U.N. Secretary-General Antonio Guterres renewed his appeal Thursday for a humanitarian cease-fire before a “gigantic tragedy” develops in the southern Gaza city of Rafah, where Israel’s military is reported to be planning to expand its offensive.
“Looking into the situation in Rafah, where you have now more than half the population of Gaza that were pushed there — they didn’t go because they wanted to, they were pushed there,” Guterres told reporters.
“Looking at that situation, it is time to have a humanitarian cease-fire before a gigantic tragedy develops in Gaza — if we have the same kind of intensity of military operations in Gaza as we’ve seen in Khan Younis and other parts of Gaza’s territory.”
More than half of Gaza’s population of 2.2 million people have crammed into the city along the border with Egypt in search of safety, despite some Israeli strikes there.
At the White House, National Security Council spokesperson John Kirby said the Biden administration has not seen any convincing signs that Israel is about to conduct imminent military operations in Rafah.
But on Wednesday, Israeli Prime Minister Benjamin Netanyahu appeared to signal an operation, saying at a news conference that his government had “instructed the IDF [Israel Defense Forces] to operate also in Rafah,” as it is one of the “two last strongholds of Hamas” — Khan Younis being the other.
Some in Israel have suggested that Egypt should open its border to admit fleeing Gazans, an idea Guterres rejected.
“I think that we should push to avoid a tragedy, instead of pushing for things to facilitate a tragedy,” he said.
The U.N. chief also questioned the force Israel’s military is using in Gaza, noting that Israeli leaders have said they are fighting Hamas and not the Palestinian people.
“If that is the case, I can’t understand how this is conducted in such a way that has led in Gaza to reportedly around 28,000 people killed, to 75% of the population displaced, and to a level of destruction of entire neighborhoods at the level that it has happened,” he said.

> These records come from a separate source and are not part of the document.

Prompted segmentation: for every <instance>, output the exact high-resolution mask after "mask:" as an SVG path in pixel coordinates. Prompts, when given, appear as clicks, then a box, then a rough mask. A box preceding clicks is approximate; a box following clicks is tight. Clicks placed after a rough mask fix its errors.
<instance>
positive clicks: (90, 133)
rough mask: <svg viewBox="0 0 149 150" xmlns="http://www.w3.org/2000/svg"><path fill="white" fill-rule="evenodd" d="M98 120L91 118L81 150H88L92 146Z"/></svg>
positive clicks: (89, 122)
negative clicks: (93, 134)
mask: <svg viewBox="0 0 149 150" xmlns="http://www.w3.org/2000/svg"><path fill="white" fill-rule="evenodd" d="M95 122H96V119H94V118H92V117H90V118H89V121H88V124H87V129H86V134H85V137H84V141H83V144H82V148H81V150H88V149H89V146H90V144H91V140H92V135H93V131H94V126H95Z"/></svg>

“I think that there is something wrong in the way the military operations have been conducted.”
Israel launched its air, ground and sea invasion of Gaza after Hamas fighters infiltrated the country on October 7, killing 1,200 people and taking another 240 hostage. In late November, about 100 hostages were released during a brief humanitarian pause.
Netanyahu said on Wednesday that his military is “on our way to an absolute victory” and needs only months to finish the job of eliminating Hamas.
No replacement for UNRWA
The U.N. agency that assists Palestinian refugees, UNRWA, has come under intense scrutiny and criticism in recent weeks, since Israel accused a dozen staffers of participating in the October 7 terror attacks. At least 16 countries, including top donor the United States, have suspended their funding to the agency.
Guterres and UNRWA Commissioner General Philippe Lazzarini acted immediately upon receiving information from Israel and fired nine of the accused. Another staffer was confirmed dead, and officials are clarifying the identity of two others. An internal U.N. investigation has begun, as well as an independent review of the agency’s operations.
At Wednesday’s news conference, Netanyahu called for UNRWA to be dismantled.
Guterres said UNRWA is critical and irreplaceable.
“There is no other organization that has a presence in Gaza that is capable of being able to respond to the needs,” he said.
There have been several media reports of a “dossier” containing evidence about the 12 UNRWA staff implicated in the October 7 attacks, but the U.N. says it has not seen it, nor has it received anything in writing from the Israeli government about the allegations, which it said, nonetheless, are credible.
Guterres said he terminated the contracts of the individuals before an internal investigation, in the “best interests” of the United Nations.
“We couldn’t run the risk not to act immediately as the accusations were related to criminal activities that are really dangerous,” he told reporters.
The secretary-general said he was surprised to read press reports that Israel’s military and Foreign Ministry were not willing to share the dossier with the United Nations.
“And even worse, I read in the press that the Ministry of Foreign Affairs didn’t expect me to act,” Guterres said. “I can’t imagine that this was a trap.”
He said if Israel presents him with any further credible allegations about Hamas infiltration at any level of the United Nations, he will act on it immediately.
Israeli officials have been unrelenting in their criticism of the United Nations and Guterres since the war began. Israel’s U.N. ambassador has repeatedly called for his resignation.
But Guterres, a longtime politician and a former prime minister of Portugal, has appeared unmoved by the barrage of criticism. He has repeatedly called for an immediate humanitarian cease-fire, the release of all hostages and for both sides to abide by international law.